Quigley throws two-seam and four-seam fastballs and a hard slider. He said he occasionally uses a changeup against left-handed hitters.
“I’m basically a two-pitch reliever,” he said. “In a relief role, I’m a believer that you don’t need to complicate it. If you have two pitches that work well, you can succeed.
“But when you get to the higher levels, you won’t always get a lot of strikeouts like I got here. You have to be able to get guys to hit the ball on the ground.”
Quigley had been named after the season as the pitching coach at University of St. Francis for new head coach Brian Michalak. He is working with the team daily, “but more as an assistant pitching coach now,” he said.

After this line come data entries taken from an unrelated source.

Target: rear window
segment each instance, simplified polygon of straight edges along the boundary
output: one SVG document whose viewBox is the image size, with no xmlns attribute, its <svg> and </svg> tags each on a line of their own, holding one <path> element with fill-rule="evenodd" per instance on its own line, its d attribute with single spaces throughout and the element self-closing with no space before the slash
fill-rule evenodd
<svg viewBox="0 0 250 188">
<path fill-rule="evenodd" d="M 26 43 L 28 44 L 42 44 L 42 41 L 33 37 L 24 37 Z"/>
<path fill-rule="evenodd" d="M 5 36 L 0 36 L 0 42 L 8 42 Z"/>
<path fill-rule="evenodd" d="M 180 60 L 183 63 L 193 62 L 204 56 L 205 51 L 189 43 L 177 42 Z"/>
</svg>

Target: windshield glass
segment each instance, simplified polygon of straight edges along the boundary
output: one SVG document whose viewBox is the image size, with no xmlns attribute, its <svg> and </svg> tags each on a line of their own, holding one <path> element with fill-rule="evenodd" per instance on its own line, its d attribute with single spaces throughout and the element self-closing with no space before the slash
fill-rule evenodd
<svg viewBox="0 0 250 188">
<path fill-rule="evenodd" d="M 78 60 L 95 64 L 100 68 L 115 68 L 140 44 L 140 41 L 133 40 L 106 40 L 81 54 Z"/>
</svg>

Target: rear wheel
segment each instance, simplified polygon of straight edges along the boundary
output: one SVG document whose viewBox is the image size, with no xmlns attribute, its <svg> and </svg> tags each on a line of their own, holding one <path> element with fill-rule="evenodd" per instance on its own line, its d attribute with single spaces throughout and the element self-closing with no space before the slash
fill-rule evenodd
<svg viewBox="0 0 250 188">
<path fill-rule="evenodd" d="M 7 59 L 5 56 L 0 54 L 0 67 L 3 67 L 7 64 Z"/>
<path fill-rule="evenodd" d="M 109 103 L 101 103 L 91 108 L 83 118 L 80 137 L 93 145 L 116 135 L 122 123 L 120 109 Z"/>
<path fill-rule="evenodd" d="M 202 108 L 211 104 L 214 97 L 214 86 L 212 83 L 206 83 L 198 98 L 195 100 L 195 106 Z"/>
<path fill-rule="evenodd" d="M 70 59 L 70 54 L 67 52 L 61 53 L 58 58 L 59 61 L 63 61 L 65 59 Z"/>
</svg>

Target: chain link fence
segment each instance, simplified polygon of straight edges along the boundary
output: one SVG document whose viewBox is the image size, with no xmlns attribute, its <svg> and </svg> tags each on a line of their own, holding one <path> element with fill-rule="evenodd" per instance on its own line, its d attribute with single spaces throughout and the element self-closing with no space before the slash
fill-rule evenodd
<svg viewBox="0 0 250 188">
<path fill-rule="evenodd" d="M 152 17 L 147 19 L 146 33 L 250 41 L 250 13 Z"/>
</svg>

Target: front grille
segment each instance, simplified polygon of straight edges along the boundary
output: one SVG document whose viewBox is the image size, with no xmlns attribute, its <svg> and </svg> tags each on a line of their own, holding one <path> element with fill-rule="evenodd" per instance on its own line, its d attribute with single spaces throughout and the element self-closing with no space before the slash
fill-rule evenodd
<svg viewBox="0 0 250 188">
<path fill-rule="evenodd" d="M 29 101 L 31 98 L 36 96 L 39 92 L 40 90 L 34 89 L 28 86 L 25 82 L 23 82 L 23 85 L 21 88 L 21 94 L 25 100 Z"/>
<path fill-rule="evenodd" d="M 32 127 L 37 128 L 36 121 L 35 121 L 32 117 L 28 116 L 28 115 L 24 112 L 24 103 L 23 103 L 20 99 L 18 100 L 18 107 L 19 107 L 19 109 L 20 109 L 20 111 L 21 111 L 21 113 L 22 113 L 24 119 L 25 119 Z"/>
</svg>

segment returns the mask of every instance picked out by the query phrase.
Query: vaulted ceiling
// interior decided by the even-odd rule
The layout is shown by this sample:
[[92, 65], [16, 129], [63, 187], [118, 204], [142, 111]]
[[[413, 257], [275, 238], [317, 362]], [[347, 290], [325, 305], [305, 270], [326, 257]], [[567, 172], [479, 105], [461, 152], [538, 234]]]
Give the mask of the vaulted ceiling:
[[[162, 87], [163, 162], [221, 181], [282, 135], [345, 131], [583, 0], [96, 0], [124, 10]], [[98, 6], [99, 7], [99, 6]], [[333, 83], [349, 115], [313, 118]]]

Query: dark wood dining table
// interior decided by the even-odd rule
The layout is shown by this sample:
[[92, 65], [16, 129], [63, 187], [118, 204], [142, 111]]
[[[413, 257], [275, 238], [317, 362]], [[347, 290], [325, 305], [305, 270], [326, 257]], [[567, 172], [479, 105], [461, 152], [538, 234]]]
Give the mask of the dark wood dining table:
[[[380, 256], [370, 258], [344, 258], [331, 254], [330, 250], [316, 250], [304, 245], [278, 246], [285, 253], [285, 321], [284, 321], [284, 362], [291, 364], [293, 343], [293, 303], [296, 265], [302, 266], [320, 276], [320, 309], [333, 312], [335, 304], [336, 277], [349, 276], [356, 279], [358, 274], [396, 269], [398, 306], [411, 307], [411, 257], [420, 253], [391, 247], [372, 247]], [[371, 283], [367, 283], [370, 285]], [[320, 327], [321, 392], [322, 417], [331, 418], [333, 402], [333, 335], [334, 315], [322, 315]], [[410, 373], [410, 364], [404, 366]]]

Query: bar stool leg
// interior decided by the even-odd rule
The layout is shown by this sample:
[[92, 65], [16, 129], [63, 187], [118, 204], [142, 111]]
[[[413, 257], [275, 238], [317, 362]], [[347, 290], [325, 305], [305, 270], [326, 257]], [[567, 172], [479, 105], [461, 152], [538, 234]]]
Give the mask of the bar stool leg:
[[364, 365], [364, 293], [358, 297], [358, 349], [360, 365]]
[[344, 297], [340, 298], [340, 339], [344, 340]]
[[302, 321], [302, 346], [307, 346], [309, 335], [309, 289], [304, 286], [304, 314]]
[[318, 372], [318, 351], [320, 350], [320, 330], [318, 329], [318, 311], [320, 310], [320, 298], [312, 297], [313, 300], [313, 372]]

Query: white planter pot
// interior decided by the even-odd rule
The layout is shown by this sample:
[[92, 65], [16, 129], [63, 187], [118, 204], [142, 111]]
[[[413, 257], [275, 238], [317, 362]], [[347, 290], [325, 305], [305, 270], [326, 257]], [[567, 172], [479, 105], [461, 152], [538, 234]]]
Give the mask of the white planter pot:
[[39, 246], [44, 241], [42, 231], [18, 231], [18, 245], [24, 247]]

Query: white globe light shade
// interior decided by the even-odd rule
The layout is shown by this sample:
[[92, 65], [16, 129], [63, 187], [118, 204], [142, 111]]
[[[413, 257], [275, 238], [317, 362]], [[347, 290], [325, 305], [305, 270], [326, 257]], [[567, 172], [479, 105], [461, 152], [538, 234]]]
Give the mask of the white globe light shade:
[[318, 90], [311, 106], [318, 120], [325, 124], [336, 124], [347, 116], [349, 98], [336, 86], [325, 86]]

The Saints’ new pitching coach is Brian Smith, who was superb as Quigley’s eighth-inning setup man with the Slammers.
“We already transitioned the coaching from me to him,” Quigley said. “Brian is my roommate and he will play for the Slammers again next season. His dad, Bill, played for Gordie (Gillespie) at St. Francis in the ’80s.”
In a worst-case scenario, if things do not go as hoped with the Diamondbacks, Quigley pointed out he has one year of eligibility in the Frontier League. “The Slammers still hold my rights for independent ball,” he said. “I’m hoping that won’t be the case, but this is not a bad place to play.”